~ Google malbehaves ~
|
|
|
|
Malwares |
(Courtesy of fravia's advanced searching
lores)
First published @ www.searchlores.org in August 2005
(This is version 0.05: August 2005)
Google is tracking your clicks
by ritz
with additions by Netzen (and vvf)
with a further addition (by fravia+)
Google is tracking your clicks! |
While playing around with the google results page in order to create some
customizing opera user javascript, I noticed this snippet of code:
function rwt(el,ct,cd,sg){
el.href="/url?sa=t&ct="+escape(ct)+"&cd="+escape(cd)+"&url="+escape(el.href).replace(/\+/g,"%2B")+"&ei=gyoLQ96BI8fYwgGNseDZDQ"+sg;
el.onmousedown="";
return true;
}
activated in the mousedown event that fires just before clicking in the link:
<a href="http://..." onmousedown="return rwt(this,'res','4','')">
As you can see, it carries four parameters:
1. this : called "el" (for element?) the DOM-object containing the hyperlink. the expression 'this.href' contains the URL of the hyperlink and can be modified to whatever you want, just before the link is clicked.
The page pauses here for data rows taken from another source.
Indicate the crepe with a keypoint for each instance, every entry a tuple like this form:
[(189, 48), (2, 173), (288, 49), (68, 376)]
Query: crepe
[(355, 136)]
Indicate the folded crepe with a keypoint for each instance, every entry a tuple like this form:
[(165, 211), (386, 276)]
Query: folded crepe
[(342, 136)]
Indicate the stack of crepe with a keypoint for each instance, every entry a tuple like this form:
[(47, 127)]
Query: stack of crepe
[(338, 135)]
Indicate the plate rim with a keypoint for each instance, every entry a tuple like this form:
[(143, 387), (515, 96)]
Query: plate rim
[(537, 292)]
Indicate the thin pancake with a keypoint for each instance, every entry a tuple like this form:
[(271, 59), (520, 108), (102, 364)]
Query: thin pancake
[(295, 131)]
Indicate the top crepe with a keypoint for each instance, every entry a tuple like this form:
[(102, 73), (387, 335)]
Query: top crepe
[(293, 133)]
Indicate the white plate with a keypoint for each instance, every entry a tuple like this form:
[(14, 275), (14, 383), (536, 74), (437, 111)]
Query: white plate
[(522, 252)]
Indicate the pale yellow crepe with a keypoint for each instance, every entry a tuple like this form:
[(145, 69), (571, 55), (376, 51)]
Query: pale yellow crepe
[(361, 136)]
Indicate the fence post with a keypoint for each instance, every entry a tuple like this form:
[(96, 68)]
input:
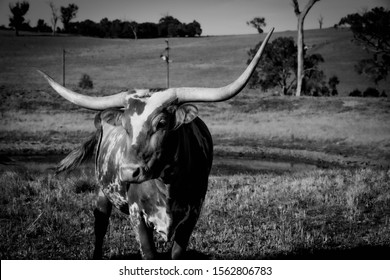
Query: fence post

2. 'res' : called "ct", probably it's telling google that the link came from the search results
3. '4' : called "cd", this is the number of the search result. in this case it was the fourth 'hit' on google.
4. '' : called "sg", is also added at the end of the url, probably for transferring any other information as needed, that doesn't fall into "ct" or "cd".
and what does the function do? "rwt" obviously stands for "rewrite".
this is the line that does it all:
el.href="/url?sa=t&ct="+escape(ct)+"&cd="+escape(cd)+"&url="+escape(el.href).replace(/\+/g,"%2B")+"&ei=gyoLQ96BI8fYwgGNseDZDQ"+sg;
Let's say your URL is "http://somewhere.com" and it's the 5th result on the SERP you received.
Then this is what happens:
you see the link http://somewhere.com, you hover over it, see in your statusbar
"http://somewhere.com", so you think you will go to http://somewhere.com and you click on it, BUT THEN! the event fires and quickly ReWriTes this url to:
/url?sa=t&ct=res&cd=5&url=http://somewhere.com&ei=3427ABCDbla
("ei" is probably some kind of tracking identification code uniquely connected
to your cookie or search-query)
so your browser fires a GET request to www.google.com for this url, google
kindly saves all the (extra! and unnecessary) information your browser is
spewing, and the google.com server gives you back a 302 FOUND header:
HTTP/1.1 302 Found
Cache-Control: private
Location: http://somewhere.com
Content-Type: text/html
Server: GWS/2.1
Content-Length: 155
Date: Tue, 23 Aug 2005 16:19:24 GMT
which redirects you to the actual site you thought you were clicking
on in the first place. Of course you will never notice this little "detour"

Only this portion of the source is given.